Only in Spring 2021 was this injustice made public – when ‘Michael Scott’ gave evidence to the Inquiry, and his and Special Branch documents about his role, were made public for the first time. The Inquiry has had the records for years. The police had these records for decades.
In 2015 a ‘review’ by Mark Ellison was submitted to the Attorney General indicating that the convictions of 83 political campaigners may have been unsafe and were being considered by the Crown Prosecution Service (CPS) and the Criminal Cases Review Commission (CCRC) for referral to the courts. It appears that few, if any, have. This – the Star & Garter set of convictions – is the first referred by the Inquiry.
Jonathan Rosenhead says:
“Why have police sat on this all this time? There are echoes in the police behaviour in our case of the police’s institutional corruption exposed in the handling of the Daniel Morgan murder investigation. In the Star & Garter case the police failed for almost 50 years to own up to the miscarriage of justice resulting from their own behaviour. Indeed throughout the Mitting Inquiry process the Metropolitan Police have been doing their best to frustrate its purpose. Their lawyers have been deployed to minimise and delay access to information by activists, and also by the public. Instead of cleaning out the stables, the police seem to be engaging in a defensive operation to prevent damaging information getting out”.

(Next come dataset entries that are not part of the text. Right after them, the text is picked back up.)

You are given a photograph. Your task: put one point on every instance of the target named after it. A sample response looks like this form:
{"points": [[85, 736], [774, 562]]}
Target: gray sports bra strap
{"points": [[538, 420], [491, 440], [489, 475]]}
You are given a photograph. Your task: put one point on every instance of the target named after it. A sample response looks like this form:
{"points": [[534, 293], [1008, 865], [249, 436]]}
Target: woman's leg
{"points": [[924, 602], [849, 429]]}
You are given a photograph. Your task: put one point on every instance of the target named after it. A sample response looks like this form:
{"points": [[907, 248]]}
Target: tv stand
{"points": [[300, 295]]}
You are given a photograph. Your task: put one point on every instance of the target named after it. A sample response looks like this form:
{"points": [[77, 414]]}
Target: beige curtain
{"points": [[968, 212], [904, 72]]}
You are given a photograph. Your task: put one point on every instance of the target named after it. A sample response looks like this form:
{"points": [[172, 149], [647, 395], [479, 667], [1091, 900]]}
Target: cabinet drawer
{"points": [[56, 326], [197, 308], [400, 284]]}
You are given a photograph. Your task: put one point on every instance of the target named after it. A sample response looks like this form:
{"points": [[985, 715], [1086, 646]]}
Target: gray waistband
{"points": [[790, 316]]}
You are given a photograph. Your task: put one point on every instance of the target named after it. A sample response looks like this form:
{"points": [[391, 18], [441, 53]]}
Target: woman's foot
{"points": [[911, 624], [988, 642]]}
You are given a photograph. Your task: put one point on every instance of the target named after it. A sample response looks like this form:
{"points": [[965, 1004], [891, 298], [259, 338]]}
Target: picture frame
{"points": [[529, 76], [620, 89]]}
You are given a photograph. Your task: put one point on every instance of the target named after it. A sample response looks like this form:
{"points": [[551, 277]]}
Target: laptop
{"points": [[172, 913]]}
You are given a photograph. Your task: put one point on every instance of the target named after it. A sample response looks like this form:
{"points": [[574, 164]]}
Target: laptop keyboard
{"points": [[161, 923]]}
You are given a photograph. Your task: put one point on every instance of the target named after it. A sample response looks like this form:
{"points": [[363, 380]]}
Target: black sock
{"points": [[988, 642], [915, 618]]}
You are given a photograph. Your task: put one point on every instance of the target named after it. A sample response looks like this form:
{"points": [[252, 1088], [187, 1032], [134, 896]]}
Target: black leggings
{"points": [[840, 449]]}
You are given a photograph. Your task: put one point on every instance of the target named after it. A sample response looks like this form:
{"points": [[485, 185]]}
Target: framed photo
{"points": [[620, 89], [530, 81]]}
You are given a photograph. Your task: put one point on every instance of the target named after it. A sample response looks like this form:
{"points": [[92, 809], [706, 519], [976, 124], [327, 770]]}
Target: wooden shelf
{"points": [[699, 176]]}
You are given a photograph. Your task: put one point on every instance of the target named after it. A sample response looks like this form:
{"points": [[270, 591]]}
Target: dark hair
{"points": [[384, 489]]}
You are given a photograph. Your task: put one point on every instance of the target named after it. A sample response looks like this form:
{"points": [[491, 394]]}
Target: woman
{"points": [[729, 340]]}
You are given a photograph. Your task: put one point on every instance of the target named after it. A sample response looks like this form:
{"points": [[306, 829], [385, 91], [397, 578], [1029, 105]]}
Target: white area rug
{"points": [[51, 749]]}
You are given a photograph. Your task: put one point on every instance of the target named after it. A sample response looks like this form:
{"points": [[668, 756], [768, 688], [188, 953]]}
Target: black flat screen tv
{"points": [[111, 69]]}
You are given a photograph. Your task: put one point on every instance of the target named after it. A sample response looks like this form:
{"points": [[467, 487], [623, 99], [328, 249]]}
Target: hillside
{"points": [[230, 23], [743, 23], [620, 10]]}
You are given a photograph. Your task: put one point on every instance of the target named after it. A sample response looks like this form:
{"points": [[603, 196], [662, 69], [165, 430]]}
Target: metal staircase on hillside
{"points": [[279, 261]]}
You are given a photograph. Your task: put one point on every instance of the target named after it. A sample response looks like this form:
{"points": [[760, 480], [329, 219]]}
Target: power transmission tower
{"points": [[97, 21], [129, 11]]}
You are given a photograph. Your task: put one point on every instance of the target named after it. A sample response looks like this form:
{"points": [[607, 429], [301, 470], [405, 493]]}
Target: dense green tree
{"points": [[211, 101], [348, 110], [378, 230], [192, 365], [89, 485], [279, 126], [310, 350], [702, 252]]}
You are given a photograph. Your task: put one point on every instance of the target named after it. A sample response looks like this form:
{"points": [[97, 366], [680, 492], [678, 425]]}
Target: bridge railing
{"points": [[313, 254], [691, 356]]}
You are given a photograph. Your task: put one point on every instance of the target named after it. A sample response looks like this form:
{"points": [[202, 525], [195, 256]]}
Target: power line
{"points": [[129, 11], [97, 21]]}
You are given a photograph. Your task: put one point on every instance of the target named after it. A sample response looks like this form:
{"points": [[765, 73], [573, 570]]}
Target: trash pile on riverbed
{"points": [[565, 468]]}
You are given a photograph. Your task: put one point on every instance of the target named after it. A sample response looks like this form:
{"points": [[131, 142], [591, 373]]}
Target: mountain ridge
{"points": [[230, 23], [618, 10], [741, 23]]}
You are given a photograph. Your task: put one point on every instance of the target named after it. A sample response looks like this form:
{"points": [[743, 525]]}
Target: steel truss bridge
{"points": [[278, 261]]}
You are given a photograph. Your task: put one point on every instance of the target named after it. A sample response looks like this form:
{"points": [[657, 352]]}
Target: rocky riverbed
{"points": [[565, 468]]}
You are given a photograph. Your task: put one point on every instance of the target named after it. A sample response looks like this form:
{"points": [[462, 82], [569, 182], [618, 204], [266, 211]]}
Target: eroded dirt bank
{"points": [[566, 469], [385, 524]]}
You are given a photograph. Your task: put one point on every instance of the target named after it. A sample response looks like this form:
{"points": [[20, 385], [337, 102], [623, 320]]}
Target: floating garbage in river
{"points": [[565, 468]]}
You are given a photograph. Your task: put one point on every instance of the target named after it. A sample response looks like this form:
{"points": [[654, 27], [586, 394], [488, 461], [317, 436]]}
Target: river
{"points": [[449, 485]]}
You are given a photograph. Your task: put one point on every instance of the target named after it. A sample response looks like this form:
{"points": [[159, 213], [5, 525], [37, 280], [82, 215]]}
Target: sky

The group’s lawyer, Mike Schwarz, a partner at Hodge Jones & Allen Solicitors, said: ‘You have to ask yourself, what else are the police hiding, why haven’t the CPS or CCRC referred cases to the courts and will the Inquiry ever do what it can and should to make public and rectify what seems to be a multitude of other wrongful convictions?’
The Inquiry’s press release and conclusions to the miscarriages panel were published on 22 June 2021, and can be found here.
The inquiry’s terms of reference including its role and the role of a panel in examining potential miscarriages of justice can be found here.
Evidence relating to ‘Mike Scott’ / HN298 can be found here.
The Ellison ‘Review of possible miscarriages of justice – impact of undisclosed undercover police activity on the safety of convictions’ – report to the Attorney General, 2015 can be found here. At page 12 of this review, Ellison said the convictions of 83 activists were being considered for possible referral to the courts on the grounds that they may be unsafe, as a result of the involvement of undercover police officers.